À l’occasion de la Journée internationale des femmes, Me Claire Brassard, présidente de la section de droit Forum des femmes juristes de l’ABC-Québec et femme d’action, discute de la situation des femmes dans la profession juridique.
Question : Qu’est-ce que le Forum des femmes juristes?
Le Forum regroupe des femmes membres de l’ABC-Québec, qu’elle soit avocate, notaire, étudiante, professeure ou juge. Il fait la promotion des droits des femmes juristes et donne du rayonnement à leurs réalisations. Nous nous intéressons à tout ce qui touche leur condition et intervenons à ce sujet. En tant que juristes, nous sommes des femmes favorisées et éduquées. Nous sommes bien placées pour intervenir sur les questions de droit qui touchent les femmes en général; nous pouvons servir les autres femmes.
Le Forum organise des activités sur des enjeux qui touchent les femmes juristes. Qu’il s’agisse de rencontre avec d’anciennes avocates qui ont décidé de changer de carrière, pour se lancer en politique par exemple, de la représentation des femmes dans les conseils d’administration ou d’un bilan du Rapport Wilson sur la condition des avocates au Canada.
Ce forum existe dans les autres provinces. Au niveau canadien, nous avons fait adopter par l’ABC une résolution pour condamner le harcèlement en milieu de travail, particulièrement celui de nature sexuelle, et demander à tous les cabinets de faire de même. Nous appuyons également une législation qui commanderait aux compagnies publiques de compter autant d’hommes que de femmes sur leur conseil d’administration. Ce serait une loi de type « comply or explain », c’est-à-dire que si la représentativité n’était pas atteinte, l’entreprise devrait fournir des explications.
Question : Quelle est la situation des femmes dans la communauté juridique?
Il y a un grand mythe selon lequel l’égalité est acquise parce qu’elle l’est sur le plan juridique. Dans les faits, ce n’est pas le cas. Pour l’atteindre, il faut d’abord reconnaître qu’il y a des différences entre les femmes et les hommes.
Les femmes forment maintenant la moitié des membres du Barreau et pour la première fois cette année, elles sont plus nombreuses à sortir de l’École du Barreau. Je crois que la loi du nombre va finir par avoir son effet, mais non sans efforts.
Les femmes représentent seulement 30 % des avocats de pratique privée et seulement 20 % des associés dans les cabinets. Ce phénomène s’explique par le faible taux de rétention des femmes des cabinets qui n’offrent pas de conciliation famille-travail et où un congé de maternité peut être pénalisant au niveau professionnel. Une réflexion approfondie sur la manière d’améliorer les choses a été menée dans le cadre du projet Justicia.
Question : Quels changements espérez-vous voir au cours des dix prochaines années?
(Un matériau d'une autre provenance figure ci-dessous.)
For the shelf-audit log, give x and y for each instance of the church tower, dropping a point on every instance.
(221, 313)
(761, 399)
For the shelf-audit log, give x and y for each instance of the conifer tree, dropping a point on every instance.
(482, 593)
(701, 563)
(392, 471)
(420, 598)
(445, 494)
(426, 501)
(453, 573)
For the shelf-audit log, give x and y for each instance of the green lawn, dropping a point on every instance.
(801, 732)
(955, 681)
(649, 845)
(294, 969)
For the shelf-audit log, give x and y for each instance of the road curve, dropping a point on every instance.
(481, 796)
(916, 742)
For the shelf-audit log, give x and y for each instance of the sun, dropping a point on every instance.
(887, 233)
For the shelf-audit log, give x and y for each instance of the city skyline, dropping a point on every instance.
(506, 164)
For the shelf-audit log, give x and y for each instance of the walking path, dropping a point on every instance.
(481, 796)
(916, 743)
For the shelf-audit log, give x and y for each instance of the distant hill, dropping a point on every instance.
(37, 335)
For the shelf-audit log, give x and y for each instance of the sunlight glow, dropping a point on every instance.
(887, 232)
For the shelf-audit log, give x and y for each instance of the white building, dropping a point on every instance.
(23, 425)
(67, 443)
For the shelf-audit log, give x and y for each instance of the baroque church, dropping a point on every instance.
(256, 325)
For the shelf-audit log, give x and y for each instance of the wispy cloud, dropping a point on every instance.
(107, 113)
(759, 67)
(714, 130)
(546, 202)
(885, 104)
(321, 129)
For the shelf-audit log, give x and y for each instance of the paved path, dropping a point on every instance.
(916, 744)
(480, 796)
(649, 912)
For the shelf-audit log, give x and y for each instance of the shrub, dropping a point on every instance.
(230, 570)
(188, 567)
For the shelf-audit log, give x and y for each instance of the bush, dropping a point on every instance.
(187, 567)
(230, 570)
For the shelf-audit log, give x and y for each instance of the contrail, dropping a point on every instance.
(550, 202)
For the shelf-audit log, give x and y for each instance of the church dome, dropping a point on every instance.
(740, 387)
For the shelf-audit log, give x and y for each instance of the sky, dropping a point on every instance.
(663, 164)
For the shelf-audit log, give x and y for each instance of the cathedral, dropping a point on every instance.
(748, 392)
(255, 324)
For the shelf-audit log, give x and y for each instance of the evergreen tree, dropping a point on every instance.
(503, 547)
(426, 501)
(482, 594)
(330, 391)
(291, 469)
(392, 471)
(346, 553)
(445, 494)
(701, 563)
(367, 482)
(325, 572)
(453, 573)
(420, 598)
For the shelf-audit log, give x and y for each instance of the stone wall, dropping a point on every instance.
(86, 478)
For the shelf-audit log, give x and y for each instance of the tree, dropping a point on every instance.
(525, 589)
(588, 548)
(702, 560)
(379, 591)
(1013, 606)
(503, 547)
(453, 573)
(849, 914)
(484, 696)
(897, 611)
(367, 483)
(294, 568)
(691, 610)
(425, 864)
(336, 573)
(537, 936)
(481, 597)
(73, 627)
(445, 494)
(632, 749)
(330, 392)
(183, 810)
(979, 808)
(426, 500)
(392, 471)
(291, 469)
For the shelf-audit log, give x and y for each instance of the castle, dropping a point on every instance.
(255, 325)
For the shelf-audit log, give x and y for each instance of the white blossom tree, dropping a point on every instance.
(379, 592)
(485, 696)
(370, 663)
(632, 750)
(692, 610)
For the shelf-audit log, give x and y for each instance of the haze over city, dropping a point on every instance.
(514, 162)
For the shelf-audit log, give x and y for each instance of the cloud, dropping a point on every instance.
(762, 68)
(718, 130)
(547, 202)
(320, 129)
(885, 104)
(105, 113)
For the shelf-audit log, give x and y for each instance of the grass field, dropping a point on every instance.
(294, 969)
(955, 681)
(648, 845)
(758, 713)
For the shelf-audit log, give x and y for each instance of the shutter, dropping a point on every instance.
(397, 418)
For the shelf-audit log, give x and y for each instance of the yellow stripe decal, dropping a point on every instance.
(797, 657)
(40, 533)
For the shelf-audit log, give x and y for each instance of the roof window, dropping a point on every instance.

J’espère voir une meilleure représentation des femmes à la direction des grands cabinets et à tous les niveaux de la magistrature. Je souhaite également que les femmes juristes obtiennent une égalité des revenus en tenant compte de leurs différences.
Question : Qu’en est-il de la condition des femmes ailleurs dans le monde?
La situation est très préoccupante. Les femmes sont les grandes victimes des conflits qui font rage en Afrique et en Asie. Pour moi, la Journée internationale des femmes est l’occasion d’avoir une pensée pour ce qui se passe ailleurs et pour appuyer les organisations qui militent pour le droit des femmes partout dans le monde.